The above two jobs are two typical jobs of Lifelong-MoE, and they also extend the LLM capabilities of the two companies. But it is worth mentioning that MoE LLM is actually divided into two groups from the starting point of training, namely from scratch and from pretrained, while GPT4 is said to be a set of 8 Experts from scratch, which in a sense may be more like returning At the ensemble stage, it is more about business results than the continuous evolution of LLM.

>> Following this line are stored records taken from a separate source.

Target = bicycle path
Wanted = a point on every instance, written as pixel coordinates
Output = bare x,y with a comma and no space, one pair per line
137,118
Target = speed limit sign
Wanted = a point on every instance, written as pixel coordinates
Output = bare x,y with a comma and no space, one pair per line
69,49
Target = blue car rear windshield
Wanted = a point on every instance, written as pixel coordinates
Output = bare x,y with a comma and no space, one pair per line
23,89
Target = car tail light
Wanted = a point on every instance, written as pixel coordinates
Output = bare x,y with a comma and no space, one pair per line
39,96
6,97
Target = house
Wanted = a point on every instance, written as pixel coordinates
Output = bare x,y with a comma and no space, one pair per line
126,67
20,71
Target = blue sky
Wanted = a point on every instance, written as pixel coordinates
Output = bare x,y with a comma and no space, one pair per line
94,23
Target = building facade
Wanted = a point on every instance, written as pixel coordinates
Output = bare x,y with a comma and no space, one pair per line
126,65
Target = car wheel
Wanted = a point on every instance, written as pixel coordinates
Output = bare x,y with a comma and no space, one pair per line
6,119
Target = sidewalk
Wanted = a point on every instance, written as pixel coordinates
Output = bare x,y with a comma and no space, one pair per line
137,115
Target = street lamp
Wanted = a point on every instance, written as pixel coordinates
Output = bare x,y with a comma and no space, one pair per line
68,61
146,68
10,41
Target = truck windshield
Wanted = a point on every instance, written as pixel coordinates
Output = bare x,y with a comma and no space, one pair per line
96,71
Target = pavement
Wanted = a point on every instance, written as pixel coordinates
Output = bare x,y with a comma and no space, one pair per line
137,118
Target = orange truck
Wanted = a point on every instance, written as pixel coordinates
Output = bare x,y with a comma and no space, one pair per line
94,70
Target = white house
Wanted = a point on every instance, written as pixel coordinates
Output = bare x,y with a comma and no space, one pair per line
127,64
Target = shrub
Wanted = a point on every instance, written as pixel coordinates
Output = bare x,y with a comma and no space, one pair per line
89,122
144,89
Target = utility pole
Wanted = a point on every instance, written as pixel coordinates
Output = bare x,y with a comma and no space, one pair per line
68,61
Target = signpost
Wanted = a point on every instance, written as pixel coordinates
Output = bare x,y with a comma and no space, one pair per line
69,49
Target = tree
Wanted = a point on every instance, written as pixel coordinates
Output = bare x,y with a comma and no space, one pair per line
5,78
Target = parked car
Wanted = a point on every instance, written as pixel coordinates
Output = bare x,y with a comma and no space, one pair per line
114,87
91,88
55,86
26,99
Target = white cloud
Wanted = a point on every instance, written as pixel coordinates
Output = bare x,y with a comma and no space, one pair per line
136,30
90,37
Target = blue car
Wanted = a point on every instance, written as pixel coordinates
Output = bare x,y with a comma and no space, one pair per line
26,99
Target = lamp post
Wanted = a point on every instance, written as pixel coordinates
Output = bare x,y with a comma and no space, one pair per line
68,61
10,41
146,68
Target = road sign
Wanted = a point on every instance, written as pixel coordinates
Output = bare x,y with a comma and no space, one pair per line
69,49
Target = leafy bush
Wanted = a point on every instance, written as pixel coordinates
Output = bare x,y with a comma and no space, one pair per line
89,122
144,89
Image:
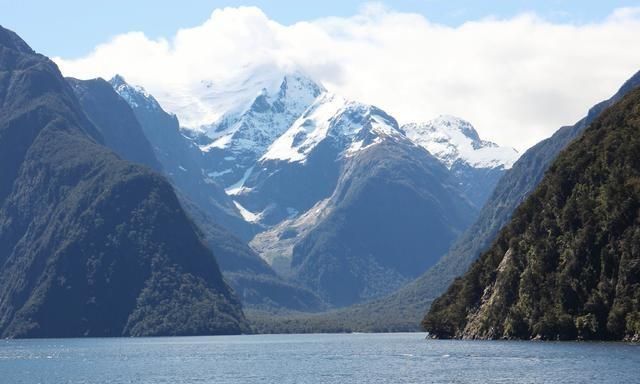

There is a problem with MoE
Lifelong-MoE seems to be very useful, but nothing is perfect. However, the MoE method itself still has some problems. The following is a brief introduction, which can also be regarded as a discussion of the direction of subsequent evolution.
- MoE structural complexity
Transformer's MoE will perform MoE expansion on the FFN layer, but the Transformer structure itself also has a Multihead Attention structure, which makes the MoE expansion an intrusive transformation of the Transformer structure, regardless of whether it is an intrusive transformation of parallelization before training or the training is completed. Subsequent extraction of sub-models will require a lot of manpower due to the complex structure.
- Expert balancing
There will always be some tasks or fields that account for the majority of all data, and there will definitely be long-tail data. Using equal parameter amounts and random gating for forced balanced distribution actually harms the model's ability to fit the real world. The winner takes all determined by the characteristics of the neural network. Gating Network can learn to naturally allocate data towards several experts with better fit. This still requires a lot of attempts and research, which may be alleviated or solved.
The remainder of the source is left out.